Google and Microsoft Launch WebMCP Web Standard
- •Google and Microsoft introduced WebMCP, an open protocol for browser-based AI agents to call website tools.
- •Chrome 149 and Edge 147 now support WebMCP, allowing direct tool registration via document.modelContext interface.
- •Structured interaction via WebMCP reduces task errors by 67% compared to traditional DOM scraping methods.
WebMCP is an open web standard that enables websites to expose structured, callable tools directly to browser-based AI agents. Announced by Google at Google I/O 2026 on May 21, the protocol is now available in Chrome 149 for real traffic. The specification was co-developed by Google and Microsoft and published as a draft by the W3C Web Machine Learning Community Group in February 2026. This protocol replaces error-prone methods like vision-based actuation and DOM scraping, which previously required agents to simulate clicks by guessing coordinates based on screenshots or page structures. According to 2026 implementation guides, switching to structured approaches reduces task errors by 67% and improves completion rates by 45%.
The protocol functions through the document.modelContext interface in the browser, offering two primary APIs: the Declarative API for annotating HTML forms and the Imperative API for registering dynamic, JavaScript-driven tools.
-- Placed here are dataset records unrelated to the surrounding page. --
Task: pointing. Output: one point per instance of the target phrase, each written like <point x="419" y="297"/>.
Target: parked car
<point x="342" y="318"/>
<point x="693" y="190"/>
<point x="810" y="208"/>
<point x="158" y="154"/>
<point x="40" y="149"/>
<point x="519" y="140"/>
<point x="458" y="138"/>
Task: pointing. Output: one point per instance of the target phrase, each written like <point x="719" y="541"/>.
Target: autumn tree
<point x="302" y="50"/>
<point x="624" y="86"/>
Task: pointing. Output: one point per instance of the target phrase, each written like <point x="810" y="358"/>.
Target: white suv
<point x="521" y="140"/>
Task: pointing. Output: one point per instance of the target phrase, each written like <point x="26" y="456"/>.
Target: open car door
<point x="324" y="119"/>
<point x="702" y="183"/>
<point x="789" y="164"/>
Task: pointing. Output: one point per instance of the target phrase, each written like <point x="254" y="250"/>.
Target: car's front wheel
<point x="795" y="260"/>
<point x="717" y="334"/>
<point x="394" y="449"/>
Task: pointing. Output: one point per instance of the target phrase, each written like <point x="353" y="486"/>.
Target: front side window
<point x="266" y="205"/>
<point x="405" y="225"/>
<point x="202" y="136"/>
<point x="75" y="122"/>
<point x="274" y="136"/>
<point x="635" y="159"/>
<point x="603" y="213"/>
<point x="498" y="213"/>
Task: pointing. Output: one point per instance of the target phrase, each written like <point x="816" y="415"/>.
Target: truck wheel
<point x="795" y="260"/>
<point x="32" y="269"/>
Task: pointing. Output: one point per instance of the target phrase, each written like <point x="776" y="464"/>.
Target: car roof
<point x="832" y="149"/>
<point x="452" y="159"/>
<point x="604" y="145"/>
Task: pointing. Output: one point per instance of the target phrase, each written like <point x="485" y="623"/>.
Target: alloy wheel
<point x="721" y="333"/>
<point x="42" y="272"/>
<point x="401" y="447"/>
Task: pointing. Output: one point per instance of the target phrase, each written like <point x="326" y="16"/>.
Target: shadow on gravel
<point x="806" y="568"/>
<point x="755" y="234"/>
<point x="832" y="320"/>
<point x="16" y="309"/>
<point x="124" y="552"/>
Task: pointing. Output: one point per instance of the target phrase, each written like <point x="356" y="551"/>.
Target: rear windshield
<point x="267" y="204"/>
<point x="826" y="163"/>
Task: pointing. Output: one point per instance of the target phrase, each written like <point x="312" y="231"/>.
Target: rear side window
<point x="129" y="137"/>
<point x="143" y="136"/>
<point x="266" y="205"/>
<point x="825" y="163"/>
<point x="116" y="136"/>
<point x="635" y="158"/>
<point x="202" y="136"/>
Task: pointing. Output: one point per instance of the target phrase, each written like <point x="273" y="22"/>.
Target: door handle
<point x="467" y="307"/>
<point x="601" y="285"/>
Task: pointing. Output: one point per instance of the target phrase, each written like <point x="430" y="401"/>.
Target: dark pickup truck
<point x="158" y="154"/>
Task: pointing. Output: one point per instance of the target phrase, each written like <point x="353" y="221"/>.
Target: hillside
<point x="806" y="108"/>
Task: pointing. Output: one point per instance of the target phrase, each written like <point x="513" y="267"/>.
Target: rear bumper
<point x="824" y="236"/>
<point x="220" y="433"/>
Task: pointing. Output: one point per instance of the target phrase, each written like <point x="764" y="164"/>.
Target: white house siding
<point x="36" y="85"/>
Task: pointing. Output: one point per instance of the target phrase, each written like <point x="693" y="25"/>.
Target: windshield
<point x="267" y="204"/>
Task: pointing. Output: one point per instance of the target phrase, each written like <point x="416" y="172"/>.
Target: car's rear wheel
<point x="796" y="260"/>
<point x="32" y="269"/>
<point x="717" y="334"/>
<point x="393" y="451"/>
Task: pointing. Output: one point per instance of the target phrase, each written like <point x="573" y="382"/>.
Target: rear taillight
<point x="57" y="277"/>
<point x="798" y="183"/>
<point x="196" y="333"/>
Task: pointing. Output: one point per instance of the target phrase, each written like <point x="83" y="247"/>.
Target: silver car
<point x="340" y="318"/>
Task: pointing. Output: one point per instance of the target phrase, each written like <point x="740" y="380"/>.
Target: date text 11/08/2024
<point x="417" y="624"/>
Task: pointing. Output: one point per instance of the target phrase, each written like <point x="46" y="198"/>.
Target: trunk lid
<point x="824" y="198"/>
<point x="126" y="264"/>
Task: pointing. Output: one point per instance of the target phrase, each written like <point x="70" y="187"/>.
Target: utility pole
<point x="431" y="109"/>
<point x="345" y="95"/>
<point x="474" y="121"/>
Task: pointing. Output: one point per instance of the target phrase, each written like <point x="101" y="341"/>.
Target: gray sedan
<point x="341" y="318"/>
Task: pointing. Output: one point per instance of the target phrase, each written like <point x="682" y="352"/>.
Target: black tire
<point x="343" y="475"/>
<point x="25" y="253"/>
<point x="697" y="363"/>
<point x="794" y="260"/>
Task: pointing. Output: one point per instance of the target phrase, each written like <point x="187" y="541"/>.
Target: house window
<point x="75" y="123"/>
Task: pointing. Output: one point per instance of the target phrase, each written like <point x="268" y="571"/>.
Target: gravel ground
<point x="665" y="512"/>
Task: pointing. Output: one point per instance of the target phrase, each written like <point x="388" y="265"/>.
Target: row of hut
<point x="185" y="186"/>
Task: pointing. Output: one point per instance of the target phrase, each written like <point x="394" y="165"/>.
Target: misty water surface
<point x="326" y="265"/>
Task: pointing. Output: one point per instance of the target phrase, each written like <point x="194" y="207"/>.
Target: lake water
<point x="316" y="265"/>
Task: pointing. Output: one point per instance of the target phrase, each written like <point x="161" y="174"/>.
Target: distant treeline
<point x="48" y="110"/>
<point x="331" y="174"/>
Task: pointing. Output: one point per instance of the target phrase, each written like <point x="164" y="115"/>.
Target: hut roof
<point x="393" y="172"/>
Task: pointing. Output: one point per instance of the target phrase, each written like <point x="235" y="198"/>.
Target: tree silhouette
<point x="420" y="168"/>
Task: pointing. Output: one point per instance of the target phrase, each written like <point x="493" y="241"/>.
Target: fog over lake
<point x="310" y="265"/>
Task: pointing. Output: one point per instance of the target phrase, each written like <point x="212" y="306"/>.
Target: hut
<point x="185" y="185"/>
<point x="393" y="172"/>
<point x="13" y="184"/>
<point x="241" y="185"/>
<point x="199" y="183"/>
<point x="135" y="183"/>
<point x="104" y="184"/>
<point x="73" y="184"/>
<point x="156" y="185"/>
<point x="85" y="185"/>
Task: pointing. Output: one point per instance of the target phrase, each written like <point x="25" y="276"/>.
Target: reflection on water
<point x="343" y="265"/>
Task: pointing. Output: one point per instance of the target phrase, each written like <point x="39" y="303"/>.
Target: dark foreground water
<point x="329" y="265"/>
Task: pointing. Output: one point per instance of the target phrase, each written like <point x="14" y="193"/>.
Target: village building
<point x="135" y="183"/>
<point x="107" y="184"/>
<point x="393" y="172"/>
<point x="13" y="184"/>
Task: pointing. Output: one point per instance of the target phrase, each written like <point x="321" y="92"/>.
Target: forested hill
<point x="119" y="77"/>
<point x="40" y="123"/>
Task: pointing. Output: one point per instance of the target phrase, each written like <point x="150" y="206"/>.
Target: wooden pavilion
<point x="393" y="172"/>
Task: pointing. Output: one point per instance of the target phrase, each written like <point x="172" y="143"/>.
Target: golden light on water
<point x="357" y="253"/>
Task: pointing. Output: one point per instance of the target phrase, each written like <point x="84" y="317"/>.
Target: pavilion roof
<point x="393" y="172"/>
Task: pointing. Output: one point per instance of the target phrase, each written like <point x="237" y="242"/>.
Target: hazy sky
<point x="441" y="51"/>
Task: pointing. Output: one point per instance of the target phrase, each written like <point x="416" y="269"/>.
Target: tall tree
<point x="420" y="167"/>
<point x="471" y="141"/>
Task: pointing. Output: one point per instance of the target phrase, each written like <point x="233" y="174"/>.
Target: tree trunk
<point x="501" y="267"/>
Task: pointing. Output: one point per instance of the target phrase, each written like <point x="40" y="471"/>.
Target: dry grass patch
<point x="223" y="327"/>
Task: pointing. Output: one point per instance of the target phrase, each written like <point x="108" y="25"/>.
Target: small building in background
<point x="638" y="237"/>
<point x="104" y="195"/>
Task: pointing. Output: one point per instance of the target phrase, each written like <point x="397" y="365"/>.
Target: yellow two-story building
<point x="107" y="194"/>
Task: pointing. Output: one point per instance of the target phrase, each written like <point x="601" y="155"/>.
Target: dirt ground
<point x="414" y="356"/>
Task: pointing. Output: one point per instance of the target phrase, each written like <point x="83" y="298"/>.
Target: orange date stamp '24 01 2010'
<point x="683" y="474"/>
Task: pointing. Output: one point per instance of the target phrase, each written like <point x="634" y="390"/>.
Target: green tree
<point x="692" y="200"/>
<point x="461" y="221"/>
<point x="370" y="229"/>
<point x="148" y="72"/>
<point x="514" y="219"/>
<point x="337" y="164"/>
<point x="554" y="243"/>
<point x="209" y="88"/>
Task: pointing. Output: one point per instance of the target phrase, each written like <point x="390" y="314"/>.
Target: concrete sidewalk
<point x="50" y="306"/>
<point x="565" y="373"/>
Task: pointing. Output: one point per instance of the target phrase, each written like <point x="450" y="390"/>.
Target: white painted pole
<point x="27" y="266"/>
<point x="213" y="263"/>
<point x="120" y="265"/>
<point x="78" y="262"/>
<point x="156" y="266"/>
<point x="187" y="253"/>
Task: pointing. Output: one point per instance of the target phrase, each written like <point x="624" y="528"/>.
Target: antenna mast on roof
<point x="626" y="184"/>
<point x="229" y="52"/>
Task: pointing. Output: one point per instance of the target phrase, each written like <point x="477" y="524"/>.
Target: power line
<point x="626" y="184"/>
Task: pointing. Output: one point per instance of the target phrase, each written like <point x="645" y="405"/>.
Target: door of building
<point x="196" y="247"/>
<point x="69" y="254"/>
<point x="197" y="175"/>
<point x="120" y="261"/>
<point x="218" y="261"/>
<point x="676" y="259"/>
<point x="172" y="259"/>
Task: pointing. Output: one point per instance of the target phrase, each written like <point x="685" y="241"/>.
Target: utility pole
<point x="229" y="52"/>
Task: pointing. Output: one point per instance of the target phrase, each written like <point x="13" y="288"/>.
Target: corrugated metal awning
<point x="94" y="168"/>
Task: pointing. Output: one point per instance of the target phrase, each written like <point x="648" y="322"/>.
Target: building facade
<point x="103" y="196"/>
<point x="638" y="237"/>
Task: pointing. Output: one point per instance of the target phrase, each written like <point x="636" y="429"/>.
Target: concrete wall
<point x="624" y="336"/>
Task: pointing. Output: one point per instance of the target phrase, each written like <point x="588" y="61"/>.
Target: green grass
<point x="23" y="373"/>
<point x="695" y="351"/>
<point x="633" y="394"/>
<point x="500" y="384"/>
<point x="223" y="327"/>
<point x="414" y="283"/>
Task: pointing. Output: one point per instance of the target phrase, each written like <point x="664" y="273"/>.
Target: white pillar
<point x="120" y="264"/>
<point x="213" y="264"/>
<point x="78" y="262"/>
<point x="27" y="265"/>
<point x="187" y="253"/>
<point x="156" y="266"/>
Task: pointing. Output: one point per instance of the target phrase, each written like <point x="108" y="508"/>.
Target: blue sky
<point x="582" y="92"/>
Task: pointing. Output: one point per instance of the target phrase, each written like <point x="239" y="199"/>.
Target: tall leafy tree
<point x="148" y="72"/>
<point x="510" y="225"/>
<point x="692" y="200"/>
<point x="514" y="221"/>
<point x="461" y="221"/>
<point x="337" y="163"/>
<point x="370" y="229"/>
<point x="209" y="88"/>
By inheriting the logged-in user’s session cookies, WebMCP avoids complex OAuth requirements, ensuring the agent operates within the same permission boundaries as the user. This security model prevents privilege escalation, as agents cannot perform actions beyond what a human user is authorized to do.
A primary example provided by Google involves travel booking, where websites register structured functions like search_flights. Instead of fragile pixel-chasing or adapting to CSS changes, agents call these functions directly with precise inputs such as destination and cabin class. Developers can begin implementation by enabling chrome://flags/#enable-webmcp-testing, installing the Model Context Tool Inspector extension, and utilizing the @mcp-b/global polyfill for cross-browser support, with Microsoft Edge 147 already providing native compatibility.